The move is seen as a targeted response to heightened competition from newer and aggressively expanding rivals, particularly Amazon Now and Flipkart Minutes, both of which are scaling up dark store networks and offering low or zero delivery fees in key urban pockets. Sources indicate that Blinkit’s fee rollback is not a nationwide policy change but a calibrated step aimed at defending high-value customer cohorts in strategically important locations.
Over the past three to four months, rival platforms Zepto and Swiggy Instamart had already eased cost pressures on consumers. Zepto, following its $450 million fundraise in October, eliminated handling and surge fees and lowered the minimum cart value for free delivery to ₹99. Instamart soon mirrored similar incentives. Blinkit had, until recently, held its pricing line.

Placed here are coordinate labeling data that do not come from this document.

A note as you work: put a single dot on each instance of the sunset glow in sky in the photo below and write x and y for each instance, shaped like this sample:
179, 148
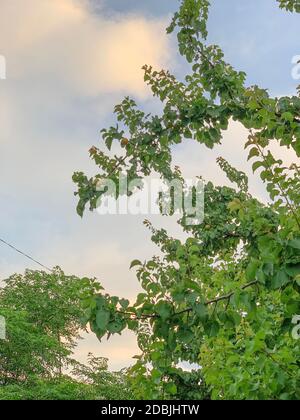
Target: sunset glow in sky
68, 63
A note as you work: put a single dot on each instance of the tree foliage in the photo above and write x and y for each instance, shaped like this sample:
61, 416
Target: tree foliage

Quick commerce has become a critical sales channel for packaged food and daily essentials brands, many of which credit the segment for incremental volume growth over the past two years. Industry executives note that fee waivers tend to accelerate consumer adoption, particularly when a new player enters a market. Amazon Now’s zero-delivery-fee strategy has been a notable catalyst in cities where it has launched operations.
Amazon has been expanding aggressively, adding roughly two dark stores a day in December and crossing 300 micro-fulfilment centres by the end of the year. Company leadership has said that Prime members in launch zones typically migrate to Amazon’s quick commerce service within three months of a dark store opening.

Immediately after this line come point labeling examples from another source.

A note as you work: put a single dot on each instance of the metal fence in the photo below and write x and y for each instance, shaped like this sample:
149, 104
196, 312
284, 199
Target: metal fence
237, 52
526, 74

According to BofA Research, Blinkit continues to lead the segment with over half the market share. The remaining share is split among Zepto, Instamart, Tata Digital backed BigBasket, Flipkart Minutes and Amazon Now. Flipkart, owned by Walmart, is also accelerating its presence and is expected to scale its dark store network to around 800 locations.
As platforms race to lock in users through pricing and proximity, the next phase of quick commerce growth is likely to be shaped as much by operational discipline as by how long companies can afford to keep deliveries free.